Neural Articulated Radiance Field

Last update: Jan 03, 2023

Related tags

Deep Learning NARF

Overview

Neural Articulated Radiance Field

NARF

Neural Articulated Radiance Field
Atsuhiro Noguchi, Xiao Sun, Stephen Lin, Tatsuya Harada
ICCV 2021

[Paper] [Code]

Abstract

We present Neural Articulated Radiance Field (NARF), a novel deformable 3D representation for articulated objects learned from images. While recent advances in 3D implicit representation have made it possible to learn models of complex objects, learning pose-controllable representations of articulated objects remains a challenge, as current methods require 3D shape supervision and are unable to render appearance. In formulating an implicit representation of 3D articulated objects, our method considers only the rigid transformation of the most relevant object part in solving for the radiance field at each 3D location. In this way, the proposed method represents pose-dependent changes without significantly increasing the computational complexity. NARF is fully differentiable and can be trained from images with pose annotations. Moreover, through the use of an autoencoder, it can learn appearance variations over multiple instances of an object class. Experiments show that the proposed method is efficient and can generalize well to novel poses.

Method

We extend Neural Radiance Fields (NeRF) to articulated objects. NARF is a NeRF conditioned on skeletal parameters and skeletal posture, and is an MLP that outputs the density and color of a point with 3D position and 2D viewing direction as input.

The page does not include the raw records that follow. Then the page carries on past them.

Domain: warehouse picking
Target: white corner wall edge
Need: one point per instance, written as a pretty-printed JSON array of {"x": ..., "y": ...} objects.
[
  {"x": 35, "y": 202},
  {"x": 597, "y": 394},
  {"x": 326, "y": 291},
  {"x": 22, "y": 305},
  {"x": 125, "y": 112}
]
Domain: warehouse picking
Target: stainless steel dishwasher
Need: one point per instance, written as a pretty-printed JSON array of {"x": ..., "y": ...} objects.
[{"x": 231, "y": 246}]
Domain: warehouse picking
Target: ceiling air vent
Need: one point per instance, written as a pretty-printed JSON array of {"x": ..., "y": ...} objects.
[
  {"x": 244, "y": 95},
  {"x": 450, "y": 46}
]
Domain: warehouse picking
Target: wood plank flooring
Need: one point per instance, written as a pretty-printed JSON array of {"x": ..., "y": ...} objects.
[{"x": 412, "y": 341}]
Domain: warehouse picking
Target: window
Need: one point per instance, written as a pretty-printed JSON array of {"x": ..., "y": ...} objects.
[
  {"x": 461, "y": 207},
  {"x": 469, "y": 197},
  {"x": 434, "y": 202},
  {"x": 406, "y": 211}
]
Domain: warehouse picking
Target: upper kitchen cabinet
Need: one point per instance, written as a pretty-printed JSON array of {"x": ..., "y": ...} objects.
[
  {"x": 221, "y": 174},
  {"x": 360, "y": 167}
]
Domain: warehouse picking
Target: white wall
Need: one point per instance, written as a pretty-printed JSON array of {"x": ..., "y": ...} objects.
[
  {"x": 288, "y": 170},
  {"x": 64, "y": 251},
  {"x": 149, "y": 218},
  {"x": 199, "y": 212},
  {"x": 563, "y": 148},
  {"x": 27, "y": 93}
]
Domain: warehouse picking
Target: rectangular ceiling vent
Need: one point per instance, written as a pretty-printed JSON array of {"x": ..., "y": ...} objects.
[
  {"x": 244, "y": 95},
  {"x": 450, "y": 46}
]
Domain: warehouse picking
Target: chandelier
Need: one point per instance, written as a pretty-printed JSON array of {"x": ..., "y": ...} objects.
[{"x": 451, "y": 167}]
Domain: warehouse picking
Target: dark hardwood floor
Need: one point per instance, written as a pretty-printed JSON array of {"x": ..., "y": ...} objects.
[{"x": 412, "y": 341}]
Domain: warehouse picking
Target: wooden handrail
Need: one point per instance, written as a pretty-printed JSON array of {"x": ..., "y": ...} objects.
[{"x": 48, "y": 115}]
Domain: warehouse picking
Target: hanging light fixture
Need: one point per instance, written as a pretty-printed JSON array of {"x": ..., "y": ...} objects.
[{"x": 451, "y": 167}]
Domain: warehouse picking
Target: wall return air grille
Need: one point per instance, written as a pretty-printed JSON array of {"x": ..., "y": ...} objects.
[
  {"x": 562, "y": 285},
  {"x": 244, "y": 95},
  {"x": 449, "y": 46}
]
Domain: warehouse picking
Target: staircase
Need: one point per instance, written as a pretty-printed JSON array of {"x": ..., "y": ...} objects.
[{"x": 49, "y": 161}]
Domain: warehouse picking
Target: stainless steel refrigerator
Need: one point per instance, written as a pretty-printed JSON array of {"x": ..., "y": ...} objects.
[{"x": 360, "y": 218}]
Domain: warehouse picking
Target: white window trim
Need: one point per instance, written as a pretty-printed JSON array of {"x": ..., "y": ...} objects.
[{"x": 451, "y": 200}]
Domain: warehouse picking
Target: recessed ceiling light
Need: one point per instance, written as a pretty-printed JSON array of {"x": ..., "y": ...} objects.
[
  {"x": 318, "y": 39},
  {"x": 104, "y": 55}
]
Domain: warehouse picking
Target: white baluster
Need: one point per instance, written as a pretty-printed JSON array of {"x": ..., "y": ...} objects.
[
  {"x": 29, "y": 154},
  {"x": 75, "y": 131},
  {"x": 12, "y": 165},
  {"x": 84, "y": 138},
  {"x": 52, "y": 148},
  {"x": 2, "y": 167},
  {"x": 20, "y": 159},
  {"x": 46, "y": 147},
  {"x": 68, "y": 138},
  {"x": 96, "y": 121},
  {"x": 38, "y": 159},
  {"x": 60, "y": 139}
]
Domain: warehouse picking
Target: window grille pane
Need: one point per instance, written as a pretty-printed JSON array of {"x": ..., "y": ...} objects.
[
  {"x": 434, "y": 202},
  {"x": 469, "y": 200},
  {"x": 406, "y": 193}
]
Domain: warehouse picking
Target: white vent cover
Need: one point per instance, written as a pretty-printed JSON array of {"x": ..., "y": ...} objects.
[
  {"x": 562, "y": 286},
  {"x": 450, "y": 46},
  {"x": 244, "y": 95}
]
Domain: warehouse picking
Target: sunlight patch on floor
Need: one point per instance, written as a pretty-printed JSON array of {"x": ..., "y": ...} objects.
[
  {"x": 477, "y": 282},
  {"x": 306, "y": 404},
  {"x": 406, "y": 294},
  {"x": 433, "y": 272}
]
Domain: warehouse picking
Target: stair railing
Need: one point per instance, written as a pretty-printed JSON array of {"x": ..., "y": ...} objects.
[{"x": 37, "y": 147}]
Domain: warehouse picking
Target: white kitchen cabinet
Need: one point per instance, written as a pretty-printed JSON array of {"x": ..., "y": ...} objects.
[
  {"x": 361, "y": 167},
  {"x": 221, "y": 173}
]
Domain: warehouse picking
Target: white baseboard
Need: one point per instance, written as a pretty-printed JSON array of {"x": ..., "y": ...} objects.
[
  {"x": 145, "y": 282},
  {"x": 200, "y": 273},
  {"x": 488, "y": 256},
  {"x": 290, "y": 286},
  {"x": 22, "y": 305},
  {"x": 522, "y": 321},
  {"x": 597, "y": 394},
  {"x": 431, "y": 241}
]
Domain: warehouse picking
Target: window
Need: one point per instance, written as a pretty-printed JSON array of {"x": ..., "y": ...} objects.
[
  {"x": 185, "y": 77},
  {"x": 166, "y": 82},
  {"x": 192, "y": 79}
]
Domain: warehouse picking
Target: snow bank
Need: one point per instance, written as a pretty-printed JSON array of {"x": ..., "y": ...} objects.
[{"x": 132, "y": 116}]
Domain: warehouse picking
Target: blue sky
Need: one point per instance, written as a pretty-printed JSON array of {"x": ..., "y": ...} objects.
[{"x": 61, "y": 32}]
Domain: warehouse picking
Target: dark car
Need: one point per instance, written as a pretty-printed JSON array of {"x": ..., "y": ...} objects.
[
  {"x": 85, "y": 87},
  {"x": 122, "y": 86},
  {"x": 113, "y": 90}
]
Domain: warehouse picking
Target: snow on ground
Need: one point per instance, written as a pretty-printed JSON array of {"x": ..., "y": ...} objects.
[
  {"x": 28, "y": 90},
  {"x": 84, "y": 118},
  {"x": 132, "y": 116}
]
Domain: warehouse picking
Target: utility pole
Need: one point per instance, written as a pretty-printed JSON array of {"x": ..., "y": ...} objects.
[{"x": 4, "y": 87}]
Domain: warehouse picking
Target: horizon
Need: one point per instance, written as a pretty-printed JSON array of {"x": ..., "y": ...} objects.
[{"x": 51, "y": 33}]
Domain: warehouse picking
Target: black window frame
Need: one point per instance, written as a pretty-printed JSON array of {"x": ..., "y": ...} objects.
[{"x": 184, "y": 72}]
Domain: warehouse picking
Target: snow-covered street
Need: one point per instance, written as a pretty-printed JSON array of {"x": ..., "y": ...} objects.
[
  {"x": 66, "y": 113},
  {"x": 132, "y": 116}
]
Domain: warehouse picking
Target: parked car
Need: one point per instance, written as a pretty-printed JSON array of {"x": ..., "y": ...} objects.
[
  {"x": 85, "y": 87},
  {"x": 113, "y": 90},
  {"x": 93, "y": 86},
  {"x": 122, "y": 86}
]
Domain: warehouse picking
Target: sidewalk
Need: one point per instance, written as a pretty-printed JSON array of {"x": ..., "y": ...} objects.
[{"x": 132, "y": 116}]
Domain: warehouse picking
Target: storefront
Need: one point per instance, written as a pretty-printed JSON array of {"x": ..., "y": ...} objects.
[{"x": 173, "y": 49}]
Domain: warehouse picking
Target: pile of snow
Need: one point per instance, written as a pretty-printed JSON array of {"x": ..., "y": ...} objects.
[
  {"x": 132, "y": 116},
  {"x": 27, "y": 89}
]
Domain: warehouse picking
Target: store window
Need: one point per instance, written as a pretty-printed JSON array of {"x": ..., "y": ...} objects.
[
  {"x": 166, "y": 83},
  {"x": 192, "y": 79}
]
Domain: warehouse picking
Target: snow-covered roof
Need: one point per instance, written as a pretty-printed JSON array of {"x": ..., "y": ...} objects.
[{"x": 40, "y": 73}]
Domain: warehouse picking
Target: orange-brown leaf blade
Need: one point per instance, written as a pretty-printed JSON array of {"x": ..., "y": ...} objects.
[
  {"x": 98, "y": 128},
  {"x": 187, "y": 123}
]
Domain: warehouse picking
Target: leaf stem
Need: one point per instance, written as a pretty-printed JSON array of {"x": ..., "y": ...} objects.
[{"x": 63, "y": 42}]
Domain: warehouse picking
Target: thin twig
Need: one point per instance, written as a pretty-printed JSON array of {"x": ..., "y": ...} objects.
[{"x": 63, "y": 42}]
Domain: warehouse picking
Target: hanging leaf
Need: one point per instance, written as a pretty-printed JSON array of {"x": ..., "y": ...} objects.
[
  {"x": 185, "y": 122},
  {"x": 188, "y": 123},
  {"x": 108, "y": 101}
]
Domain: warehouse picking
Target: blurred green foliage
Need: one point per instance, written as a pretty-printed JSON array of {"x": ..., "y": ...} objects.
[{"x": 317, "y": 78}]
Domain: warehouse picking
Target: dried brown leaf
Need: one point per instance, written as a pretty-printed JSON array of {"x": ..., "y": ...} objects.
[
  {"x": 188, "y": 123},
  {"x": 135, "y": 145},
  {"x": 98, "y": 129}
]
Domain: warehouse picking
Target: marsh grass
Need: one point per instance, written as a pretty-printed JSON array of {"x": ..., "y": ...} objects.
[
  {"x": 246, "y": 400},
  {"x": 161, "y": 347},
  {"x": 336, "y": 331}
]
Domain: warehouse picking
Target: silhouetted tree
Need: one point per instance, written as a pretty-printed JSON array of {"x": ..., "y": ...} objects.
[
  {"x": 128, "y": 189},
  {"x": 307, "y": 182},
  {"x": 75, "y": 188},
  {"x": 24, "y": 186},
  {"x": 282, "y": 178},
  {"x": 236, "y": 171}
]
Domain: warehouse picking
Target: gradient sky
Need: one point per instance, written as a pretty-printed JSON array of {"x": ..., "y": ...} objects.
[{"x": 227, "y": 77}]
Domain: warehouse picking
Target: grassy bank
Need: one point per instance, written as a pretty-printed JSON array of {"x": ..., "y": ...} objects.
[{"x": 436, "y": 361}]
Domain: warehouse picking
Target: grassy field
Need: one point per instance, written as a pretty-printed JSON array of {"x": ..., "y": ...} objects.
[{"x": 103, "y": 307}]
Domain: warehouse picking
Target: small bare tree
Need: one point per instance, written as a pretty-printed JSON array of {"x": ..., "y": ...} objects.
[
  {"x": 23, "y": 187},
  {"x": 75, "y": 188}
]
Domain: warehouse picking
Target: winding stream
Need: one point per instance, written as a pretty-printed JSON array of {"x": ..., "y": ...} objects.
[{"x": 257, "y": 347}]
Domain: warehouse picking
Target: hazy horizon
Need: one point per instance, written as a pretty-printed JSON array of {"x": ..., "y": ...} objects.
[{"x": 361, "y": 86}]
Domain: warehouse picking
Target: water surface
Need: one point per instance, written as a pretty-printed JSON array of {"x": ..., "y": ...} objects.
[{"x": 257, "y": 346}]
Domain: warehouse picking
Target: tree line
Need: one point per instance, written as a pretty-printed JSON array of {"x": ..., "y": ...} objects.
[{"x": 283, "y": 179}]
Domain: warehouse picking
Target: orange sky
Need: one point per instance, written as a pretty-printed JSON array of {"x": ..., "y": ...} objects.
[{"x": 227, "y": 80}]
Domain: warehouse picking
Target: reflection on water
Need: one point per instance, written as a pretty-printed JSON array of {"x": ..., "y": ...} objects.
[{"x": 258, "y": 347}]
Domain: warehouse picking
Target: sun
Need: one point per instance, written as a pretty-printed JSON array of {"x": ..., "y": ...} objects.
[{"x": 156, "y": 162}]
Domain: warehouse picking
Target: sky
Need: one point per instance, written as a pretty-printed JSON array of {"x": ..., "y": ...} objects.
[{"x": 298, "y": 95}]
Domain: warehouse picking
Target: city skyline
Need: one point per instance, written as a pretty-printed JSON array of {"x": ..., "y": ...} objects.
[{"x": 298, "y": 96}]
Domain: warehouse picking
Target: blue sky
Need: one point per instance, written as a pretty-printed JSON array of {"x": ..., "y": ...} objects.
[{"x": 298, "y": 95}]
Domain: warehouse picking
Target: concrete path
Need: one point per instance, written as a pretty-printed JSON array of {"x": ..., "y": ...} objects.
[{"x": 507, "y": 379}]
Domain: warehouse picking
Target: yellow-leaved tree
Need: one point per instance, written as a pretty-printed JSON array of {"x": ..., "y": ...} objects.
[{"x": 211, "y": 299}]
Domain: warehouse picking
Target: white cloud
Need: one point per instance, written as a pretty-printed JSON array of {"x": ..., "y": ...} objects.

Since articulated objects can be regarded as multiple rigid bodies connected by joints, the following two assumptions can be made

The density of each part does not change in the coordinate system fixed to the part.
A point on the surface of the object belongs to only one of the parts.

Therefore, we transform the input 3D coordinates into local coordinates of each part and use them as input for the model. From the second hypothesis, we use selector MLP to select only one necessary coordinate and mask the others.

An overview of the model is shown in the figure.

The model is trained with the L2 loss between the generated image and the ground truth image.

Results

The proposed NARF is capable of rendering images with explicit control of the viewpoint, bone pose, and bone parameters. These representations are disentangled and can be controlled independently.

Viewpoint change (seen in training)

Pose change (unseen in training)

Bone length change (unseen in training)

NARF generalizes well to unseen viewpoints during training.

Furthermore, NARF can render segmentation for each part by visualizing the output values of the selector.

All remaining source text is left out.